What non-black people don't seem to understand is that hair is a serious issue among black women. It is NOT universal. All black women go through the process of having to spend hours on their hair - this, unless they have "good hair" which means they have "white" hair. It is very frustrating to me that I have to spend nearly 3 hours a week on my hair - and it isn't like I have a perm or get fancy hair styles. I have been natural for a couple of years because I was tired of the burned scalp, the time spent under the burning hair dryer, the need to get a perm every 6 weeks, and just the problems associated with my hair. Even though I stopped processing my hair, I still have to deal with my natural hair, which is not easy. First, I am a lawyer and people look at me when I enter my firm like I'm crazy. I mean, even a black partner told me "where do you think you are going to work?" when I told him that I wanted to go natural.
The best thing I did with my hair that wasn't so time consuming was get braids - every two months I would sit for 10 hours on a chair to get my hair braided - and then I had to find a style that was 'acceptable' for the work place.
No other race deals with that collectively! I am so tired of everyone complaining about how Chris Rock made a movie about black women's hair and how everyone else have a problem. Greek gods, is the only thing Black people can talk about is slavery and Africa? I mean, can't people just recognize that some pains are specific to a particular group? I don't go and complain that black people suffered in the Holocaust, too, when people talk about Hitler and that event (and yes, there were about 250,000 blacks killed - and there were gays, and other "undesireables). I don't interject - "Oh, wait, well, there were black people, too!" It is silly, isn't it? To cry like a kindergardener "I'm suffering, too!"
Please people - please understand that it is so different for everyone - some groups have it easier than others - and when it comes to hair, black women have it the worse. Period. I love my hair - I love it a lot - and I play with it a lot, too.
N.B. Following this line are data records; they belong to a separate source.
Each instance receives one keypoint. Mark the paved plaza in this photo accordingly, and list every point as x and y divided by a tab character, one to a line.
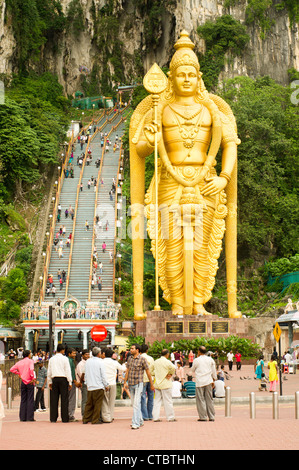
237	432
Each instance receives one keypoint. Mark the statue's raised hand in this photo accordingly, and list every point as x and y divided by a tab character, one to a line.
150	131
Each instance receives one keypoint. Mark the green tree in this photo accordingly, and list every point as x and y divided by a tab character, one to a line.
268	127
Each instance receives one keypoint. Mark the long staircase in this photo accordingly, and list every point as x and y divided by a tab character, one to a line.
87	203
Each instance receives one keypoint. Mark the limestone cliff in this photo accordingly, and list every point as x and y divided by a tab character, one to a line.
121	39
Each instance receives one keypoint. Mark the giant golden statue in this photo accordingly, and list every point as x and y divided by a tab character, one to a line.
188	206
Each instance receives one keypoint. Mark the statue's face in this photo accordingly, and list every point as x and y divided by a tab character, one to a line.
185	80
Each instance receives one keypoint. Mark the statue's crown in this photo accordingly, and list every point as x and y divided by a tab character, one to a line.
184	54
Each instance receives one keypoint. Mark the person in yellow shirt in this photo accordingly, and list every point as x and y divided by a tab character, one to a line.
163	370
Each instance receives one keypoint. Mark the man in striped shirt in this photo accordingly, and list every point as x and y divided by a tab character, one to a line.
136	366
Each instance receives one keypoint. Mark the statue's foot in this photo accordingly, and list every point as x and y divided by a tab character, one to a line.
198	309
139	316
177	309
235	314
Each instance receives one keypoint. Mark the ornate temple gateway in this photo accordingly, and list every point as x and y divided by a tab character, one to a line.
72	322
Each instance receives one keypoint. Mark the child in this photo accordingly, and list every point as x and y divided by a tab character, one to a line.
263	383
176	388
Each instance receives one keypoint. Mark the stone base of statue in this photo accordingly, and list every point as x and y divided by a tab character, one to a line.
159	325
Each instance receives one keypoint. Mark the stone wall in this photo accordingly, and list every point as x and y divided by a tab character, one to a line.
273	55
259	330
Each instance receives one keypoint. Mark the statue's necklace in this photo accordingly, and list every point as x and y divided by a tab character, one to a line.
187	132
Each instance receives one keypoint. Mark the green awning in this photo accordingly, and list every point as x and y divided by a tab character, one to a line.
9	333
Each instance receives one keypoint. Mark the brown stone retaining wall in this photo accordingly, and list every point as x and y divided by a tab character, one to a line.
153	328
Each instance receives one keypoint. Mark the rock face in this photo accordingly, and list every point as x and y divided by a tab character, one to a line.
128	36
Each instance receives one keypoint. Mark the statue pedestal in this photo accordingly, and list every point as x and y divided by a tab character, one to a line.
160	325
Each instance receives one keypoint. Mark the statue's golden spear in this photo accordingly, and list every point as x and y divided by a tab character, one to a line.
155	82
But it is unfortunate that I can't just jump in the pool like some of my white friends, and not worry about my hair too much. Or I can't be calm when it is raining outside -
It isn't to say that some white people don't have problems with their hair, or that other groups don't. But no other group has the same problems black women have with their hair - not to the same extention, and not to the same costs both socially and economically. And what I mean by that socially and economically, I refer to job loss - before getting my job, I had to get my hair pressed because I knew that if I went to the interview with my hair natural, that I would be considered militant and undesirable. Just think, when the New Yorker wanted to satirize Michelle Obama and Barack Obama, how did they depict them on the cover of the magazine? They had Michelle with a big afro! They didn't have her with her straight hair!
Also, in the late 80s, there was a newscaster for CBS who was fired for wearing her hair natural - her hair was nice and neat but they let her go because of it. No other race has to deal with the assumption that natural hair is militant or "Panther" or "Black Power" -- No other race has to deal with someone coming to their office and saying "Wow, your hair is better straight, it is more professional!"
Please consider these things before interjecting some outlier situation of an Indian woman with "nappy" hair - collectively, Black Women hair is an issue that is specific to black women! It is not universal.